本書は「『延喜式』についての、正確な基礎的な専門知識を平易なかたちで提供しょうとする」意図で書かれたものである。

『延喜式』の「式」は「「律(りつ)」「令(りょう)」「格(きゃく)のような他の法典とは区別され、しかもこれらの法典とともに一連の体系的な法典群を形作っている特定の法典を指す言葉なのである」(1頁)。

『延喜式』は五十巻、約三千三百条がほとんど完全な形で残っている貴重な史料である。

『延喜式』以前の諸司式を概観したのち、『延喜式』の編纂目的が『弘仁式』と変更部分の『貞観式』の併用の不便さの解消にあったとする(58頁)。

延喜五年(905)に左大臣藤原時平に対して編纂の詔命が下った。時代は律令政治の最後の段階であり、班田収受法の実施は延喜二年〜三年を最後として史上から姿を消したという(56頁)。

『延喜式』の施行がその奏進後なぜ直ちに施行されなかったか。

「延長五年(927)に奏進された『延喜式』は、その後ただちには施行されず、四十年後の康保四年(967)に至ってようやく施行された」(80頁)。
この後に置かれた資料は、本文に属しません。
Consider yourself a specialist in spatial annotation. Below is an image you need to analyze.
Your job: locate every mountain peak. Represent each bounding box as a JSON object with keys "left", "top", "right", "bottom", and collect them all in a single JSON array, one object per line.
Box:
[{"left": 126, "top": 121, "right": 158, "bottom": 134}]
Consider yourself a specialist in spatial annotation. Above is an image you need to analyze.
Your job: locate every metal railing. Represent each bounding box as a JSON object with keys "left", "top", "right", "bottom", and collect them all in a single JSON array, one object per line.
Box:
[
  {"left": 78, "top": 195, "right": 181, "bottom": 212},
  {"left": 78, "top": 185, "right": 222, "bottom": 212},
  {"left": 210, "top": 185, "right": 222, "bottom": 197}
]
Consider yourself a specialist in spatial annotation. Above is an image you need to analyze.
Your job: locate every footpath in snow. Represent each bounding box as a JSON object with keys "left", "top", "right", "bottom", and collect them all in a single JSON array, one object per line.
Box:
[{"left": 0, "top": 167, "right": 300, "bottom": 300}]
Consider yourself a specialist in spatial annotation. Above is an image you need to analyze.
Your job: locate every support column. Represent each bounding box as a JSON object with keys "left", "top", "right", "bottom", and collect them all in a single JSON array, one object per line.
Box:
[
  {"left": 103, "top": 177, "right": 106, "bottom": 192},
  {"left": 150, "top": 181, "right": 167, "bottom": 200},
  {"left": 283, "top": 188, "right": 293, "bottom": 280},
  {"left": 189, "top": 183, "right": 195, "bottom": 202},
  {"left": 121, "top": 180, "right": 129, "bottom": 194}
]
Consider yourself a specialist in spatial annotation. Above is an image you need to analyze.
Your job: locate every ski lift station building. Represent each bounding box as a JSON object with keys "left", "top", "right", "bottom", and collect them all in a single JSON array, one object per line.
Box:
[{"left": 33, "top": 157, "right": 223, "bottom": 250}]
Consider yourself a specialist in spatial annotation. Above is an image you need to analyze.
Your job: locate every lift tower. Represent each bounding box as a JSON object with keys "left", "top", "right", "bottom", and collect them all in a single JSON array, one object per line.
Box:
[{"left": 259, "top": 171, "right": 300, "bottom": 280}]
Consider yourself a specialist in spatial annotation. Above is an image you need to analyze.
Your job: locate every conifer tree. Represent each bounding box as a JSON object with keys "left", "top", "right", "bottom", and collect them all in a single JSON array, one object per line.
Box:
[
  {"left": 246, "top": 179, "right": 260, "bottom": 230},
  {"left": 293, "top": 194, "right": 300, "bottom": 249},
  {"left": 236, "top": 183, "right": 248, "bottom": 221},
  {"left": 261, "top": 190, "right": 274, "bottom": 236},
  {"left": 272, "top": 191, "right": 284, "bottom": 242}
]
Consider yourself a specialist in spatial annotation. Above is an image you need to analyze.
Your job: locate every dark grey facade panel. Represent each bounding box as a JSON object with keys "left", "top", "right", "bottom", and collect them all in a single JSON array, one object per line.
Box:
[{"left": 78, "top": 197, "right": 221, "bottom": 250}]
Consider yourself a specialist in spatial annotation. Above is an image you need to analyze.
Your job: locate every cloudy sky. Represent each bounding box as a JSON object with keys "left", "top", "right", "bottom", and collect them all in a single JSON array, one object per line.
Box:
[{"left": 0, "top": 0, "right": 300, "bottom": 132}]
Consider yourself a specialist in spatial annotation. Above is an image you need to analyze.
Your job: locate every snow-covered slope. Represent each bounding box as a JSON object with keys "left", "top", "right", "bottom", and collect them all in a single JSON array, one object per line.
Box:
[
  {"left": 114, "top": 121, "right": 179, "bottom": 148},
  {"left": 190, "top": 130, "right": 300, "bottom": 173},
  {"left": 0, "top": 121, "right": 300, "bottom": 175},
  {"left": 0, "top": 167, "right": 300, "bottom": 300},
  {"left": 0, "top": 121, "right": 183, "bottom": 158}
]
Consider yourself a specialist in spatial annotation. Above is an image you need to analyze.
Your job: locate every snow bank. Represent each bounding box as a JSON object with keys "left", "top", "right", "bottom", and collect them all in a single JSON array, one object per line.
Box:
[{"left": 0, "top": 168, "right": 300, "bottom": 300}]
現行法で政治が回っているから、施行は喫緊の課題ではないということか。

『延喜式』は神祇官関係の式、太政官関係の式、それ以外の諸司の式、雑式となっている。令外官である「蔵人」と「検非違使」の式がないことに注意したい。

ただし、説明については、追記(247頁)で訂正されている。「内匠寮」と「勘解由使」も令外官であるが、准令制官職であるため、『延喜式』に「内匠式」や「勘解由式」が存する。「蔵人」や「検非違使」は官位相当もなく宣旨職ともよぶべきものであるから令外官の性格の相違で説明する必要があったとする。

あとは『延喜式』の内容について著者の記述方針を引用して終えることにする。

「各式ごとに、その官司の職掌を中心として一般的な解説を簡単に述べるとともに、私の力の及ぶ範囲で、重要な規定や興味のある条文を取り上げて解説することにしたい。また、それらの式が今日において、どういう分野でどういう価値を持っているかということは特に重要であるから、この点にはできるだけ言及することにしょう」(93頁)。

参考文献、テキスト解説及び追記(本文の訂正箇所や問題点など、批判に対する私見、最終2003年)も有用な情報である。もちろん索引も完備されている。

本書は古代史研究者のための本であって、一般読書人にとっては過ぎたるものであろう。